To train an english sentence detector use the following command:
<pre>
bin/opennlp SentenceDetectorTrainer -encoding UTF-8 -lang en -data en-sent.train -model en-sent.bin

Indexing events using cutoff of 5

	Computing event counts...  done. 4883 events
	Indexing...  done.
Sorting and merging events... done.

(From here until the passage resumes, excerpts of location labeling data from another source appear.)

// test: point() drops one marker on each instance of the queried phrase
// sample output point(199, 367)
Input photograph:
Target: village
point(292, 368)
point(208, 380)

Reduced 4883 events to 2945.
Done indexing.
Incorporating indexed data for training...  
done.
	Number of Event Tokens: 2945
	    Number of Outcomes: 2
	  Number of Predicates: 467
...done.
Computing model parameters...
Performing 100 iterations.
  1:  .. loglikelihood=-3384.6376826743144	0.38951464263772273
  2:  .. loglikelihood=-2191.9266688597672	0.9397911120212984
  3:  .. loglikelihood=-1645.8640771555981	0.9643661683391358
  4:  .. loglikelihood=-1340.386303774519	0.9739913987302887
  5:  .. loglikelihood=-1148.4141548519624	0.9748105672742167

 ...<skipping a bunch of iterations>...

 95:  .. loglikelihood=-288.25556805874436	0.9834118369854598
 96:  .. loglikelihood=-287.2283680343481	0.9834118369854598
 97:  .. loglikelihood=-286.2174830344526	0.9834118369854598
 98:  .. loglikelihood=-285.222486981048	0.9834118369854598
 99:  .. loglikelihood=-284.24296917223916	0.9834118369854598
100:  .. loglikelihood=-283.2785335773966	0.9834118369854598
Wrote sentence detector model.
Path: en-sent.bin
</pre>

== Training API ==

The Sentence Detector also offers an API to train a new sentence detection model.

Basically three steps are necessary to train it:
* The application must open a sample data stream
* Call the SentenceDetectorME.train method
* Save the SentenceModel to a file or directly use it

The following sample code illustrates these steps:
<pre>
ObjectStream<String> lineStream = new PlainTextByLineStream(new FileInputStream("en-sent.train"), "UTF-8");
ObjectStream<SentenceSample> sampleStream = new SentenceSampleStream(lineStream);

SentenceModel model = SentenceDetectorME.train("en",sampleStream, true, null, 5, 100);

try {
  modelOut = new BufferedOutputStream(new FileOutputStream(modelFile));
  model.serialize(modelOut);
} finally {
  if (modelOut != null) 
     modelOut.close();      
}
</pre>

== Custom Feature Generation ==
TBD

= Evaluation =
==  Evaluator Tool ==
The command shows how the evaluator tool can be run:
<pre>
$ bin/opennlp SentenceDetectorEvaluator -encoding UTF-8 -model en-sent.bin -data en-sent.eval  

Loading model ... done
Evaluating ... done

Precision: 0.9465737514518002
Recall: 0.9095982142857143
F-Measure: 0.9277177006260672
</pre>
The en-sent.eval file has the same format as the training data.